Well, that story seemed to strike a nerve: Thousands of people shared the article and the comments, both supportive and not, continue to fill the page. The story of this one mother in one day camp made international news.

And the good news is that the camp heard you -- and realized that I am not the only one in the world who thinks that our kids need something more than empty, processed food to get through the day. Here's the new menu:

Carrot sticks
Pita Chips
Pretzels
No sugar added popsicles and ice pops
Graham Crackers
Raisins
Apple slices
Apple sauce
Grapes
Watermelon
Bananas
Challah
Cheerios

As you can see, the highly processed, nutritionally void "food" is being replaced with more fruit and vegetables, including carrot sticks, apple slices, grapes, bananas and watermelon. Instead of cookies and chips, children will have applesauce, no sugar-added ice pops, raisins, pretzels and pita chips.

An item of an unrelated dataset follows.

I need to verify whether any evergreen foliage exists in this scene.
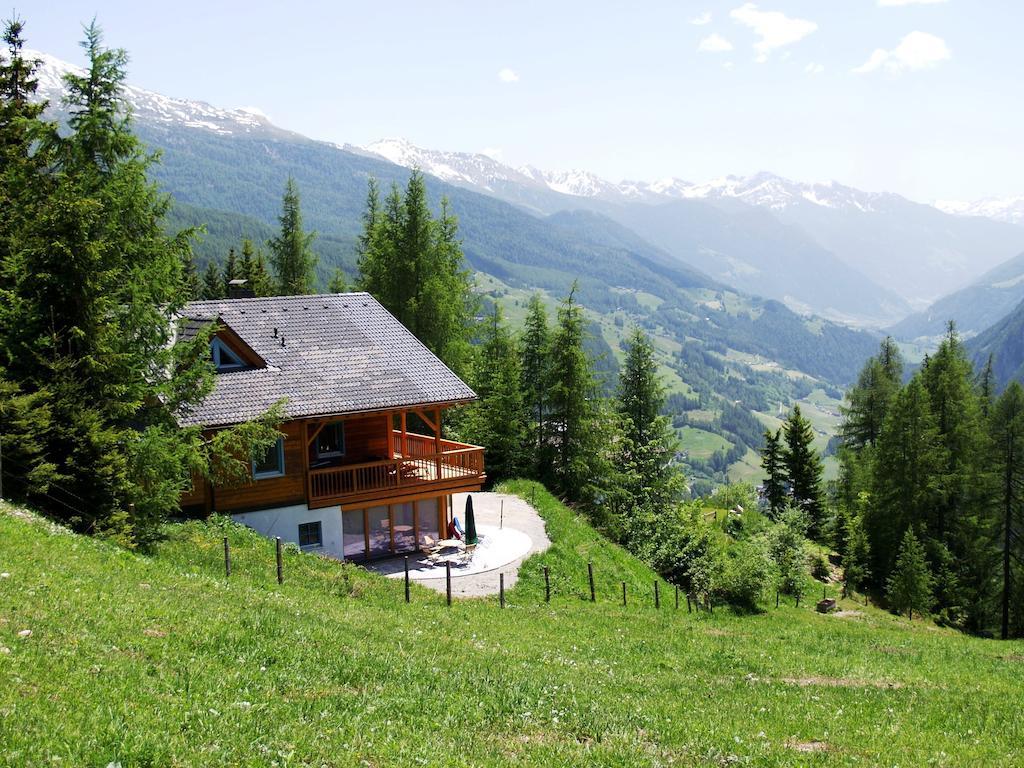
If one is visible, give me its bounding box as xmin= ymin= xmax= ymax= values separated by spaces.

This is a tremendous step forward for a camp that for years served "junk" food with little resistance -- and faces its own challenges to what they can serve, including minimal storage space, no access to an industrial kitchen and dietary restraints (all food needs to be kosher, nut-free and dairy-free). But what the camp realized is that if you make healthy eating a priority, you can do it.

Indeed, every preschool director I've talked to through our First Bites program -- which aims to help preschools both offer healthier food as well encourage young children to eat that food -- has expressed similar barriers to offering whole, real food instead of highly processed, shelf stable foods. So what leads these schools and camps to change?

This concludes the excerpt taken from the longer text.